We can do the same trick with “short and fat” datasets. Using multivariate statistical approaches, such as projection (PCA or PLS), random forests or genetic algorithms, we can select combinations of the variables that are most likely to predict the outcome. In the Total Scientific dataset, the best combination selected in this way was much more powerful than the arbitrary composites routinely used in the literature.
But there are pitfalls even still. When the dataset is “short and fat” its impossible to know precisely the best combination – but only the ‘kind of’ combinations that are going to be the best (just as with two equations and three variables you can only limit the possible solutions, not provide a single final solution). The one that looks the best in your particular dataset may only be good for that dataset and be very weak in the next trial that is run. Statisticians call that “overfitting the model”.
With so much to go wrong when you start combining biomarkers, it is hardly surprising that it causes “avoidable failures” in clinical trials. And given the underlying mathematical complexity, there is little wonder that these ‘mistakes’ go almost entirely unnoticed.
But forewarned is forearmed.
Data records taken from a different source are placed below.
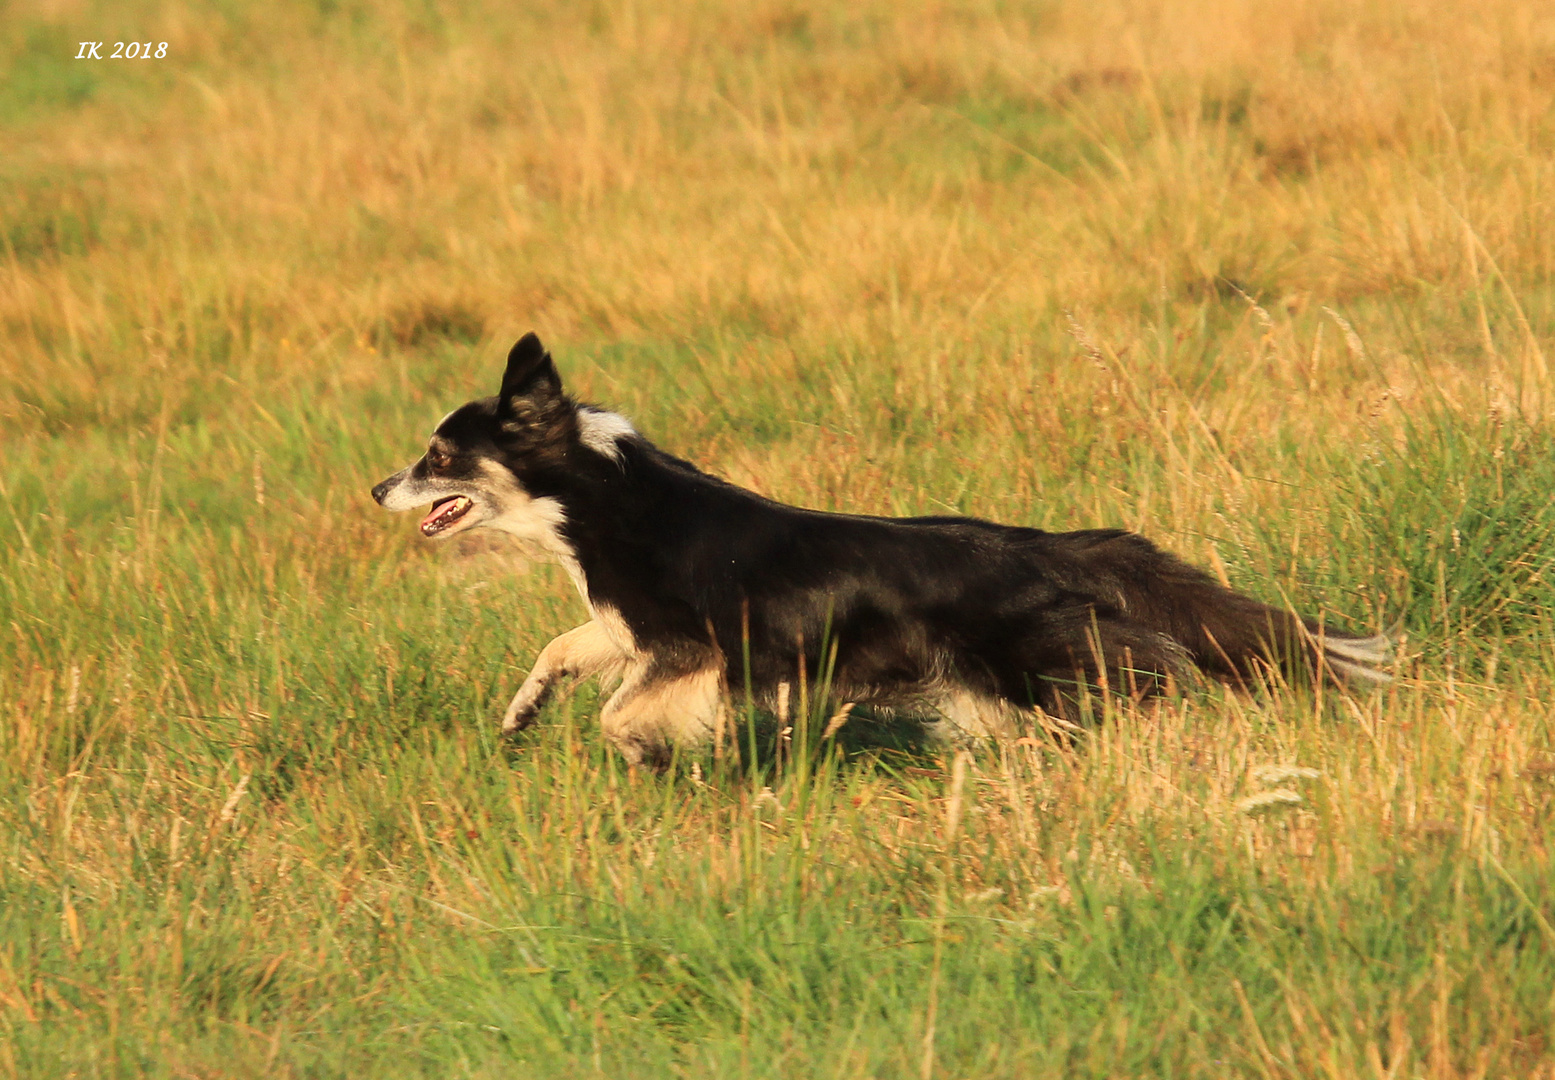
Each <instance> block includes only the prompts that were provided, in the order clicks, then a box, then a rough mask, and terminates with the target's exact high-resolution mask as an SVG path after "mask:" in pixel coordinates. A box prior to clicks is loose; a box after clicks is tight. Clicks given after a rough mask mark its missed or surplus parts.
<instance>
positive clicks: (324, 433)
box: [0, 0, 1555, 1080]
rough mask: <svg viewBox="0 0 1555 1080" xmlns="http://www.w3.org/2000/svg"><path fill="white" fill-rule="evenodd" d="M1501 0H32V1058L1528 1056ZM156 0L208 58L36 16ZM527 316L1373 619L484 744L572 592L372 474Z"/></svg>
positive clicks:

The perils of composite end-points may be even more subtle than the misuse of power calculations or the danger of an unexpectedly large placebo response, yet as the difficulty and cost of measuring more and more variables declines further it is set to become the single biggest cause of ‘avoidable failures’.
Each added marker contributes a full shot of noise, but a heavily diluted dose of signal.
A composite score may be well established in the literature, used clinically, even accepted by regulators. But that doesn’t mean that one of the component markers might not be more powerful than the composite. Nor does it mean that it is the best (or even a good) algorithm for combining those measures. Even if their combination was validated, in other patient groups, different individual biomarkers may be responsible for different components of the signal and the noise – so what worked for them may not work for you.
In short, if you see a clinical trial using a composite end-point it is time to be cautious. “Big data” may be changing the landscape all around us, and in decades to come surely it will do so for clinical trials (and healthcare generally), but for now the level of quantitative skills in our industry remains too low to be confident that data is effectively being processed into information. Until the situation improves, composite end-points, leading to ‘avoidable failures’ are more likely to be your problem than your solution.